Current projects include office development St Vincent Plaza in Glasgow; the design of a new city in Tangshan, China; a hospice in Singapore and the multi-million-pound transformation of Union Terrace Gardens in Aberdeen.
"There is barely a town in Scotland that doesn't have a building from our 155-year history," he says. "Our practice has been involved in social and education projects throughout its history. I like that – those are the kind of projects that interest me, the ones where you can potentially have a direct impact on people's lives."
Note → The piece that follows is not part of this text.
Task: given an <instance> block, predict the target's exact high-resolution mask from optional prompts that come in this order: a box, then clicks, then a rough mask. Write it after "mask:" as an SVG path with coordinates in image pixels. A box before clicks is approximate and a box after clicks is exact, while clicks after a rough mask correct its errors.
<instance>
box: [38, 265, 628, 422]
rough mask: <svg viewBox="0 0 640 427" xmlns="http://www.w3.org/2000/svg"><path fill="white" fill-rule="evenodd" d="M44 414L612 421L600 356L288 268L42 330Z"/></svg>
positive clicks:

There are some lofty footsteps in which to follow, with Charles Rennie Mackintosh among the former partners of the firm. "When I first became design director I was a bit uncertain how to consider that legacy," admits Ross. "There is always that feeling of wanting to be known for what you do now rather than what the practice has done 100 years ago. I think now, though, I understand the recognition we get for that legacy. I'm extremely proud to be a director of a practice which has that background."
Married with two children, Ross's other big passion is music, with his most prized possession a signed Joe Strummer LP. "If the house burned down and my wife, kids and the dog were OK, the next thing I would save is that album," he laughs. "I admire Strummer's whole attitude to life."
Ross has penned a novel, titled The Last Days of Disco, which he hopes to get published. "When I turned 40 I decided three things: I wanted to play football for Rangers – actually that is becoming more of a likelihood," he jokes, referring to the team's recent fortunes. "The other two goals were to run the New York Marathon – which may be beyond me, if I'm honest – and write a book."
That summer of 1982 has clearly had an impact on him, with the novel centring on two friends as they leave school and ponder a tumultuous future. "It's about friendship, music, small-time Ayrshire gangsters – and the fear of being sent to the Falklands by the biggest gangster of them all," he says.
He has plans to write a second book, but in the coming days Onthank will be his main focus. I'm curious as to whether Ross believes that if The Scheme hadn't portrayed the area in the negative light it did, the community centre and garden would have galvanised the same support.
"It's difficult to say whether or not the programme acted as a catalyst and gave it more momentum," he says. "I'd like to think not, actually."
Career high: The opening ceremony of the Community Outreach Building in Belfast.
Career low: Not winning the Scottish Parliament building design contract.
Best personality trait: I'm approachable.
Worst personality trait: Impatience. If things don't happen quickly enough I run the risk of losing interest.
Favourite holiday location: San Francisco. It's my dream to live there for a year.
Favourite meal: Italian food. Do I cook? Er, I will try to assist ...
Favourite film: The Godfather: Part II.
Favourite music: Paul Weller, The Smiths, The Clash and Arctic Monkeys. In short, guitar music with intelligent lyrics.
Last book read: Pack Men by Alan Bissett.
Best advice received: Don't lose belief in yourself.
Biggest influence: Joe Strummer, pictured.
Perfect dinner guests: Muhammad Ali and JD Salinger. I'd serve them something Italian.